Such then was the advent of the coffee house in London, which introduced to English-speaking people the drink of democracy. Oddly enough, coffee and the Commonwealth came in together. The English coffee house, like its French contemporary, was the home of liberty.
Robinson, who accepts that version of the event wherein Edwards marries Hodges's daughter, says that after the partners Rosée and Bowman separated, and Bowman had set up his tent opposite Rosée, a zealous partisan addressed these verses "To Pasqua Rosée, at the Sign of his own Head and half his Body in St. Michael's Alley, next the first Coffee-Tent in London":
Were not the fountain of my Tears
Each day exhausted by the steam
Of your Coffee, no doubt appears
But they would swell to such a stream
As could admit of no restriction
To see, poor Pasqua, thy Affliction.
What! Pasqua, you at first did broach
This Nectar for the publick Good,
Must you call Kitt down from the Coach
To drive a Trade he understood
No more than you did then your creed,
Or he doth now to write or read?
Pull Courage, Pasqua, fear no Harms
From the besieging Foe;
Make good your Ground, stand to your Arms,
Hold out this summer, and then tho'
He'll storm, he'll not prevail—your Face[70]
Shall give the Coffee Pot the chace.
Eventually Pasqua Rosée disappeared, some say to open a coffee house on the Continent, in Holland or Germany. Bowman, having married Alderman Hodges's cook, and having also prevailed upon about a thousand of his customers to lend him sixpence apiece, converted his tent into a substantial house, and eventually took an apprentice to the trade.

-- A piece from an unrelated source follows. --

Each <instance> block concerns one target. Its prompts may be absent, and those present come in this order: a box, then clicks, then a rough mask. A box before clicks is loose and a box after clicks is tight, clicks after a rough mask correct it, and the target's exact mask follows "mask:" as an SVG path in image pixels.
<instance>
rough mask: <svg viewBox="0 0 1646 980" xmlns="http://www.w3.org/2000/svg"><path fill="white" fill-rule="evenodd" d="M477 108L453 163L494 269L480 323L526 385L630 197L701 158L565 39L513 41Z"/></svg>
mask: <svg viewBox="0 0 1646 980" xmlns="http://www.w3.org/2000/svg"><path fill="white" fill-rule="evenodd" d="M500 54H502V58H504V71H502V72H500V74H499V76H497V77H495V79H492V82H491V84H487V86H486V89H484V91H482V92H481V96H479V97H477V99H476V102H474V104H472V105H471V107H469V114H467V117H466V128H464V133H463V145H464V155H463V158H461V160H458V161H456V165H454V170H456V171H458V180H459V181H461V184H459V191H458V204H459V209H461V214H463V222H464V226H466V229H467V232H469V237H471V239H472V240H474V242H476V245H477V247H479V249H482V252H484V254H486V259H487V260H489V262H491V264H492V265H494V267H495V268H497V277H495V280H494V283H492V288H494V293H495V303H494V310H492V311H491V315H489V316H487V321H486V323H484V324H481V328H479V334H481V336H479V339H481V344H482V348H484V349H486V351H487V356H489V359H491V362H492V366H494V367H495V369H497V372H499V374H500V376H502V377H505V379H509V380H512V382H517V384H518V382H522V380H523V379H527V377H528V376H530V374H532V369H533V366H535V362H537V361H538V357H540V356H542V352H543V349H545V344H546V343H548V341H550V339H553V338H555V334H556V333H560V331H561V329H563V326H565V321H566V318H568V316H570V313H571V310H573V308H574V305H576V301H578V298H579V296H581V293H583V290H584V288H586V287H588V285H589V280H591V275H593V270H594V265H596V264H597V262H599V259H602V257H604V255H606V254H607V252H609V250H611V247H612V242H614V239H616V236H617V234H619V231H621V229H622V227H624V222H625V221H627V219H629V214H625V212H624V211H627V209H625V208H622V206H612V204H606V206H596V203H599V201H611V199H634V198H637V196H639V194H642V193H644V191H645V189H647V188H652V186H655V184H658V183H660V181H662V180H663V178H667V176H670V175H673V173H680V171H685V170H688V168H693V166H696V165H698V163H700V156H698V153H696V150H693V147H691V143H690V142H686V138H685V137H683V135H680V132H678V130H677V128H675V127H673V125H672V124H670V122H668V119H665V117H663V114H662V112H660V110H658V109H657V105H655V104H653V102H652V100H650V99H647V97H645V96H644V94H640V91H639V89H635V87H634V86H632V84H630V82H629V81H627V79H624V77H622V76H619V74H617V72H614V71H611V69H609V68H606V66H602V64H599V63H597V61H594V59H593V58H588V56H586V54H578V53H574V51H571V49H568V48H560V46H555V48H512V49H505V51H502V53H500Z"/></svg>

Concerning London's second coffee-house keeper, James Farr, proprietor of the Rainbow, who had as his most distinguished visitor Sir Henry Blount, Edward Hatton[71] says:
I find it recorded that one James Farr, a barber, who kept the coffee-house which is now the Rainbow, by the Inner Temple Gate (one of the first in England), was in the year 1657, prosecuted by the inquest of St Dunstan's in the West, for making and selling a sort of liquor called coffe, as a great nuisance and prejudice to the neighborhood, etc., and who would then have thought London would ever have had near three thousand such nuisances, and that coffee would have been, as now, so much drank by the best of quality and physicians?